I feel like our house is getting pulled over.
they just dont make restraining orders like they used to.
Is it wrong that I didn't stop masterbating when the credit card company called?
did you answer or finish?
both
he was shitfaced drunk and couldn't walk but could still recite the top 10 in order from the first season of american idol. impressive
i gave you head in a backbend. if that doesnt say happy birthday i dont know what does.
Bath mats should not be used at mops. they don't work. consider this a drunk psa
Crumbling up chips, putting them in salsa, eating with spoon. New level of stoner fatassery. Its so genius/delicous i'm not even ashamed
After he finished his girlfriend called him. I sat there, tied his shoes for him, then he high fived me and said "this is gonna be a great summer steph"

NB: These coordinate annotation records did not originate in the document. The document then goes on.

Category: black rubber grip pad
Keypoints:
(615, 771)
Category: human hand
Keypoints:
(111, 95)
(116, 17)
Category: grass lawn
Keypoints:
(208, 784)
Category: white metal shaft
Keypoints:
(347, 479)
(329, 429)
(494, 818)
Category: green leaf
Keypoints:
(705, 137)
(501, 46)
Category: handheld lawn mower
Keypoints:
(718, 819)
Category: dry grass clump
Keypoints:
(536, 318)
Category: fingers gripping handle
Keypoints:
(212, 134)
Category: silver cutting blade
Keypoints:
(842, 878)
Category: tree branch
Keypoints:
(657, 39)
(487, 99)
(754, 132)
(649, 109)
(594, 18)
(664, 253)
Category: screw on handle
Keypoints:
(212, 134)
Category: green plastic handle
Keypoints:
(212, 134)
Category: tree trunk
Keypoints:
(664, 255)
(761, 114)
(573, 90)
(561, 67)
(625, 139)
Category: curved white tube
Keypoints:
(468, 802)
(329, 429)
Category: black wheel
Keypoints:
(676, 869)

It's like I'm snorkeling in an ocean of tequila.
I should probably go to bed before I start to care about why I started drinking in the first place.
A guy wearing a shirt that says "eat shit and die motherfucker" just held open a door for me. He's got manners.
when I came to get Jamie there was a cop standing outside with her, made me roll down my window to tell me "she's got to go cause she won't keep her shirt buttoned"
I've been on this train for an hour and this women has been on the phone and all she's said is "guuurrrrrlllll, gurl, gurl." I may commit suicide.
I'm prostituting myself for tickets to Disney World. There's a contradiction there.
It's three am. I'm drunk in a stairwell in Vegas. My flight leaves at six. Help.